Ref.: ["Linear Attention Mechanism: An Efficient Attention for Semantic Segmentation"](https://arxiv.org/abs/2007.14902)

$$\hat{A}(Q,K,V)=\frac{V^\top.\mathbb{1}_N + Q^\prime \left({K^\prime}^\top V\right)}{N+Q^\prime \left({K^\prime}^\top .\mathcal{1}_N\right)}$$

$\text{where }\ $  
* $Q^\prime = \frac{Q}{\|Q\|_2}$  
* $K^\prime = \frac{Q}{\|K\|_2}$

## Method 4: Linformer's Attention $\mathcal{O}(N)$

Ref.: ["Linformer: Self-Attention with Linear Complexity"](https://arxiv.org/abs/2006.04768)

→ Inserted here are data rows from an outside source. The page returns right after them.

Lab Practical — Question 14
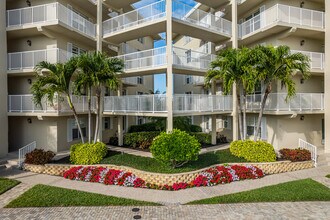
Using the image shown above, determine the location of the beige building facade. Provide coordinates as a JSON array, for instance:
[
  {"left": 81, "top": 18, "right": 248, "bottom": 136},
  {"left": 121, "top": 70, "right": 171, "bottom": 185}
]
[{"left": 0, "top": 0, "right": 329, "bottom": 158}]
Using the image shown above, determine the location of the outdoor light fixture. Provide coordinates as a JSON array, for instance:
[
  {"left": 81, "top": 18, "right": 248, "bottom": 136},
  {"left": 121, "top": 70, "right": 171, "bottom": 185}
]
[
  {"left": 27, "top": 79, "right": 32, "bottom": 84},
  {"left": 300, "top": 40, "right": 305, "bottom": 46},
  {"left": 27, "top": 40, "right": 32, "bottom": 46},
  {"left": 27, "top": 118, "right": 32, "bottom": 124},
  {"left": 300, "top": 115, "right": 305, "bottom": 121},
  {"left": 300, "top": 78, "right": 304, "bottom": 84},
  {"left": 300, "top": 1, "right": 305, "bottom": 8},
  {"left": 26, "top": 0, "right": 31, "bottom": 7}
]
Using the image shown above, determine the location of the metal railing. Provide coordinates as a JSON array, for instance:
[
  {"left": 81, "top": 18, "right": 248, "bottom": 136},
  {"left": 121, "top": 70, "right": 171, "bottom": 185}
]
[
  {"left": 173, "top": 47, "right": 216, "bottom": 70},
  {"left": 239, "top": 4, "right": 324, "bottom": 38},
  {"left": 7, "top": 3, "right": 96, "bottom": 38},
  {"left": 8, "top": 95, "right": 96, "bottom": 113},
  {"left": 173, "top": 94, "right": 233, "bottom": 113},
  {"left": 104, "top": 95, "right": 167, "bottom": 113},
  {"left": 18, "top": 141, "right": 36, "bottom": 168},
  {"left": 103, "top": 0, "right": 232, "bottom": 37},
  {"left": 292, "top": 50, "right": 325, "bottom": 70},
  {"left": 246, "top": 93, "right": 324, "bottom": 112},
  {"left": 299, "top": 138, "right": 317, "bottom": 167},
  {"left": 7, "top": 48, "right": 68, "bottom": 71}
]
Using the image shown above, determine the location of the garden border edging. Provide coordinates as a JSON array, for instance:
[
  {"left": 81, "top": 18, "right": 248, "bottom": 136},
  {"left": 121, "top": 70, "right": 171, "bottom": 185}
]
[{"left": 23, "top": 160, "right": 314, "bottom": 185}]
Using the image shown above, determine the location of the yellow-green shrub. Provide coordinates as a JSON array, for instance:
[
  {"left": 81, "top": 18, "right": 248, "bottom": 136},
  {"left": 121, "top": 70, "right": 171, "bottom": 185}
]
[
  {"left": 70, "top": 142, "right": 107, "bottom": 165},
  {"left": 230, "top": 140, "right": 276, "bottom": 162}
]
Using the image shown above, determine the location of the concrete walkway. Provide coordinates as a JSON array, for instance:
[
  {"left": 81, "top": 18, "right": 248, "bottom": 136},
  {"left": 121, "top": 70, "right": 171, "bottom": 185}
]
[
  {"left": 1, "top": 165, "right": 329, "bottom": 205},
  {"left": 107, "top": 143, "right": 230, "bottom": 158},
  {"left": 0, "top": 202, "right": 329, "bottom": 220}
]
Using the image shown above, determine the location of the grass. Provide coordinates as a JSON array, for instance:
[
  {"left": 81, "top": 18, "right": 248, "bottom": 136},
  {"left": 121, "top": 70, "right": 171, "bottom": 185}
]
[
  {"left": 100, "top": 149, "right": 247, "bottom": 174},
  {"left": 6, "top": 184, "right": 160, "bottom": 208},
  {"left": 187, "top": 179, "right": 330, "bottom": 205},
  {"left": 326, "top": 174, "right": 330, "bottom": 178},
  {"left": 0, "top": 178, "right": 20, "bottom": 195}
]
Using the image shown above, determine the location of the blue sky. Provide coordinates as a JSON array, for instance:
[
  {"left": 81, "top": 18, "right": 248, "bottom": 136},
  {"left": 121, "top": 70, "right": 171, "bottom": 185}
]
[{"left": 133, "top": 0, "right": 197, "bottom": 93}]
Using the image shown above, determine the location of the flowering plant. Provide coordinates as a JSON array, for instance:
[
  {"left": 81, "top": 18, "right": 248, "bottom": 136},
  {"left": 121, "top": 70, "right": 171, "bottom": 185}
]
[{"left": 63, "top": 165, "right": 264, "bottom": 191}]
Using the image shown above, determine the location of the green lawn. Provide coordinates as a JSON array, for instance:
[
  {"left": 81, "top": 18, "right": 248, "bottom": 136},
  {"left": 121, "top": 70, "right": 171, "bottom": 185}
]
[
  {"left": 99, "top": 149, "right": 247, "bottom": 174},
  {"left": 187, "top": 179, "right": 330, "bottom": 205},
  {"left": 326, "top": 174, "right": 330, "bottom": 178},
  {"left": 0, "top": 178, "right": 20, "bottom": 195},
  {"left": 6, "top": 184, "right": 159, "bottom": 208}
]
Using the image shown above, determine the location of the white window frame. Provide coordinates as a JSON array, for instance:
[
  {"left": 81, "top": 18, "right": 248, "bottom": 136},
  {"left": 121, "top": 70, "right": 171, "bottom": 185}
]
[
  {"left": 67, "top": 118, "right": 87, "bottom": 142},
  {"left": 137, "top": 76, "right": 144, "bottom": 85},
  {"left": 103, "top": 117, "right": 113, "bottom": 130}
]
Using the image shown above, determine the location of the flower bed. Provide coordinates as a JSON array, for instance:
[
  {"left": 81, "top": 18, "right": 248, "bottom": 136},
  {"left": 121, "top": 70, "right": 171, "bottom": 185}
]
[{"left": 63, "top": 165, "right": 264, "bottom": 191}]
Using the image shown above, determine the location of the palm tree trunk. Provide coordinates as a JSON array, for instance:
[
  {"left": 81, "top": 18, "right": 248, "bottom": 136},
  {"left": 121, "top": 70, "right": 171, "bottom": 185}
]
[
  {"left": 66, "top": 95, "right": 85, "bottom": 144},
  {"left": 93, "top": 87, "right": 101, "bottom": 143},
  {"left": 242, "top": 92, "right": 247, "bottom": 140},
  {"left": 237, "top": 92, "right": 244, "bottom": 140},
  {"left": 254, "top": 85, "right": 271, "bottom": 141},
  {"left": 88, "top": 87, "right": 92, "bottom": 143}
]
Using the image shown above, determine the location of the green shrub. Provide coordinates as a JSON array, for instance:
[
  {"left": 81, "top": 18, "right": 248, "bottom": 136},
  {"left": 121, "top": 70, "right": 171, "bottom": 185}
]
[
  {"left": 70, "top": 142, "right": 107, "bottom": 165},
  {"left": 189, "top": 125, "right": 203, "bottom": 132},
  {"left": 190, "top": 133, "right": 211, "bottom": 145},
  {"left": 230, "top": 140, "right": 276, "bottom": 162},
  {"left": 150, "top": 129, "right": 201, "bottom": 168},
  {"left": 24, "top": 149, "right": 55, "bottom": 165},
  {"left": 124, "top": 131, "right": 161, "bottom": 149},
  {"left": 279, "top": 148, "right": 311, "bottom": 162},
  {"left": 108, "top": 137, "right": 118, "bottom": 146},
  {"left": 128, "top": 123, "right": 161, "bottom": 133},
  {"left": 128, "top": 120, "right": 203, "bottom": 133}
]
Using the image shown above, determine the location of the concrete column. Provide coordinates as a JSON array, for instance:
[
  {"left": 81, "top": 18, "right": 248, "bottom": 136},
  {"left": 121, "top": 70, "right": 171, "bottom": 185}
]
[
  {"left": 117, "top": 84, "right": 123, "bottom": 146},
  {"left": 231, "top": 0, "right": 239, "bottom": 141},
  {"left": 211, "top": 80, "right": 217, "bottom": 145},
  {"left": 325, "top": 0, "right": 330, "bottom": 153},
  {"left": 96, "top": 0, "right": 103, "bottom": 52},
  {"left": 0, "top": 0, "right": 8, "bottom": 157},
  {"left": 166, "top": 0, "right": 173, "bottom": 132}
]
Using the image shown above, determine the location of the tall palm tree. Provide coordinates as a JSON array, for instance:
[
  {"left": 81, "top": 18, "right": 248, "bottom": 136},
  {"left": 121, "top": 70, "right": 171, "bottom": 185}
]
[
  {"left": 32, "top": 57, "right": 85, "bottom": 143},
  {"left": 253, "top": 45, "right": 310, "bottom": 141},
  {"left": 205, "top": 48, "right": 258, "bottom": 140},
  {"left": 75, "top": 51, "right": 124, "bottom": 143}
]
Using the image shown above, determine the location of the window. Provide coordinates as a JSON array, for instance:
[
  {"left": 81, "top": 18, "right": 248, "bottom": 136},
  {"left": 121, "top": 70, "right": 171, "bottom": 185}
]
[
  {"left": 103, "top": 117, "right": 113, "bottom": 130},
  {"left": 137, "top": 37, "right": 144, "bottom": 44},
  {"left": 67, "top": 118, "right": 87, "bottom": 142},
  {"left": 246, "top": 116, "right": 267, "bottom": 140},
  {"left": 184, "top": 36, "right": 192, "bottom": 44},
  {"left": 68, "top": 43, "right": 87, "bottom": 58},
  {"left": 137, "top": 116, "right": 145, "bottom": 125},
  {"left": 186, "top": 49, "right": 192, "bottom": 63},
  {"left": 223, "top": 116, "right": 232, "bottom": 130},
  {"left": 185, "top": 75, "right": 192, "bottom": 84},
  {"left": 137, "top": 91, "right": 143, "bottom": 95},
  {"left": 137, "top": 76, "right": 144, "bottom": 85}
]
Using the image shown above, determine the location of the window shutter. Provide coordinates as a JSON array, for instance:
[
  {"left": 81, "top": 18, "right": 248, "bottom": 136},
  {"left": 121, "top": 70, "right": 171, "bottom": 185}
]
[
  {"left": 261, "top": 117, "right": 267, "bottom": 140},
  {"left": 67, "top": 119, "right": 73, "bottom": 142},
  {"left": 67, "top": 43, "right": 73, "bottom": 59}
]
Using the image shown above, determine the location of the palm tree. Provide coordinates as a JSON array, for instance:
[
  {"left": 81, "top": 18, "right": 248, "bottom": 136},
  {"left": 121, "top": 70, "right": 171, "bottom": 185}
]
[
  {"left": 75, "top": 51, "right": 124, "bottom": 143},
  {"left": 205, "top": 48, "right": 258, "bottom": 140},
  {"left": 252, "top": 45, "right": 310, "bottom": 141},
  {"left": 32, "top": 57, "right": 85, "bottom": 143}
]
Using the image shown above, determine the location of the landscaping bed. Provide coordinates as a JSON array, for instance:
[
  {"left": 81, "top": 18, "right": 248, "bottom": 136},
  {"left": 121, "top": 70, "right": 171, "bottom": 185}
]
[{"left": 0, "top": 178, "right": 21, "bottom": 195}]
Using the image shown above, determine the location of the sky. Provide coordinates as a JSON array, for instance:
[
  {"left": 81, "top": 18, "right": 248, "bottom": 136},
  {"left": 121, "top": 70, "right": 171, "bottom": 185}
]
[{"left": 132, "top": 0, "right": 197, "bottom": 93}]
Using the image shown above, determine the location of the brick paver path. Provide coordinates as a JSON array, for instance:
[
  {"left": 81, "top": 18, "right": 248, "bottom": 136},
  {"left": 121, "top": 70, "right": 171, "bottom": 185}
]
[
  {"left": 0, "top": 202, "right": 329, "bottom": 220},
  {"left": 0, "top": 183, "right": 32, "bottom": 208}
]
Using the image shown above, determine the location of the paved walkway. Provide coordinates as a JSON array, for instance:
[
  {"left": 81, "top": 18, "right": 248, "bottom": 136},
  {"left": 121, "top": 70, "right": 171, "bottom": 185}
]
[
  {"left": 108, "top": 144, "right": 230, "bottom": 158},
  {"left": 0, "top": 202, "right": 329, "bottom": 219},
  {"left": 1, "top": 165, "right": 329, "bottom": 205}
]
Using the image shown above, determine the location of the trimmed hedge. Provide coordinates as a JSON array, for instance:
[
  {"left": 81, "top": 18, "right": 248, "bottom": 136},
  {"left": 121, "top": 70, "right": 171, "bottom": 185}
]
[
  {"left": 230, "top": 140, "right": 276, "bottom": 162},
  {"left": 70, "top": 142, "right": 107, "bottom": 165},
  {"left": 150, "top": 129, "right": 201, "bottom": 168},
  {"left": 124, "top": 131, "right": 161, "bottom": 149},
  {"left": 190, "top": 133, "right": 211, "bottom": 145},
  {"left": 24, "top": 149, "right": 55, "bottom": 165},
  {"left": 128, "top": 123, "right": 161, "bottom": 133},
  {"left": 279, "top": 148, "right": 311, "bottom": 162}
]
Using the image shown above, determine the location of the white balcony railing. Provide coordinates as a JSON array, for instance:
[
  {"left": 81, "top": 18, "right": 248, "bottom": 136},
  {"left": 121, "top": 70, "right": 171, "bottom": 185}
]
[
  {"left": 7, "top": 48, "right": 68, "bottom": 71},
  {"left": 173, "top": 95, "right": 233, "bottom": 113},
  {"left": 8, "top": 95, "right": 96, "bottom": 114},
  {"left": 292, "top": 50, "right": 325, "bottom": 70},
  {"left": 246, "top": 93, "right": 324, "bottom": 112},
  {"left": 173, "top": 47, "right": 216, "bottom": 70},
  {"left": 104, "top": 95, "right": 167, "bottom": 113},
  {"left": 239, "top": 4, "right": 325, "bottom": 38},
  {"left": 7, "top": 3, "right": 96, "bottom": 38},
  {"left": 103, "top": 0, "right": 231, "bottom": 37}
]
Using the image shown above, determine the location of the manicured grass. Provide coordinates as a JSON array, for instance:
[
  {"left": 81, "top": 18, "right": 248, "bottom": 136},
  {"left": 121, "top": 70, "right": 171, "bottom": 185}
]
[
  {"left": 0, "top": 178, "right": 20, "bottom": 195},
  {"left": 6, "top": 184, "right": 159, "bottom": 208},
  {"left": 187, "top": 179, "right": 330, "bottom": 205},
  {"left": 326, "top": 174, "right": 330, "bottom": 178},
  {"left": 99, "top": 149, "right": 247, "bottom": 174}
]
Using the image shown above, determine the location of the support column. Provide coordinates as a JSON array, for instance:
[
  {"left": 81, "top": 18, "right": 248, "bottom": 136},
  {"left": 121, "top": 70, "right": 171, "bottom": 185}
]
[
  {"left": 96, "top": 0, "right": 103, "bottom": 142},
  {"left": 0, "top": 0, "right": 8, "bottom": 157},
  {"left": 166, "top": 0, "right": 173, "bottom": 132},
  {"left": 325, "top": 0, "right": 330, "bottom": 153},
  {"left": 117, "top": 84, "right": 123, "bottom": 146},
  {"left": 231, "top": 0, "right": 239, "bottom": 141},
  {"left": 211, "top": 80, "right": 217, "bottom": 145}
]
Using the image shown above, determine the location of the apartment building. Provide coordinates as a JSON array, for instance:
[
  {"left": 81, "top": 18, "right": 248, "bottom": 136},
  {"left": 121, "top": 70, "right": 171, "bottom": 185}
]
[{"left": 0, "top": 0, "right": 329, "bottom": 158}]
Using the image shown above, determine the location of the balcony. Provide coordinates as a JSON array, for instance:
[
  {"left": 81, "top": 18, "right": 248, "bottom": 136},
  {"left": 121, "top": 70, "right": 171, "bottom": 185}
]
[
  {"left": 6, "top": 3, "right": 96, "bottom": 42},
  {"left": 246, "top": 93, "right": 324, "bottom": 114},
  {"left": 8, "top": 95, "right": 95, "bottom": 116},
  {"left": 7, "top": 48, "right": 68, "bottom": 74},
  {"left": 116, "top": 46, "right": 215, "bottom": 76},
  {"left": 103, "top": 0, "right": 231, "bottom": 44},
  {"left": 292, "top": 50, "right": 324, "bottom": 73},
  {"left": 239, "top": 4, "right": 325, "bottom": 44}
]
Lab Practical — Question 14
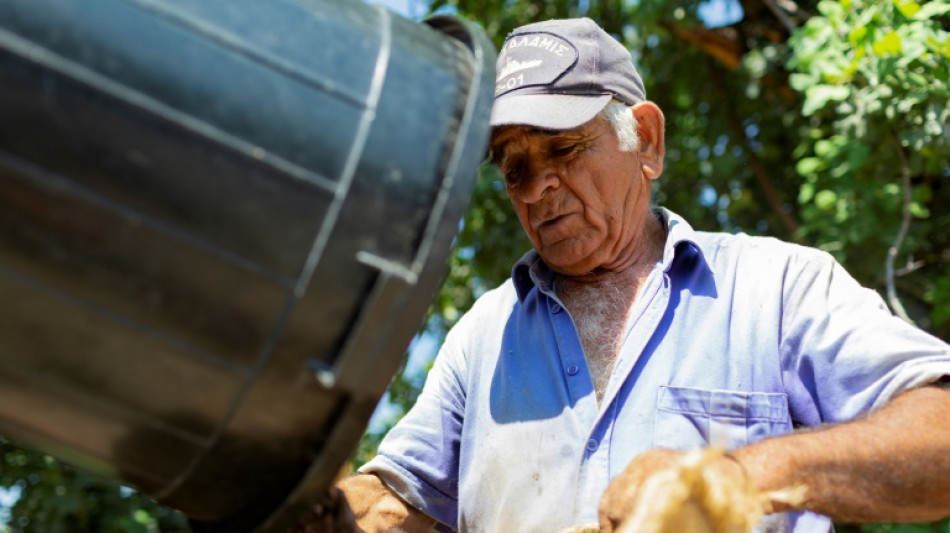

$\text{Low-rank approximation: projection matrices }E,F\in \mathbb{R}^{r\times N}$

$\longrightarrow EK \in \mathbb{R}^{r\times d_k}$  
$\longrightarrow FV \in \mathbb{R}^{r\times d_v}$

$\text{Context-mapping matrix P: }\ \ P=\text{Softmax}\left(\frac{Q(EK)^\top}{\sqrt{d_k}}\right)$


$$\hat{A}(Q,EK,EV)=\text{Softmax}\left(\frac{Q(EK)^\top}{\sqrt{d_k}}\right)EV$$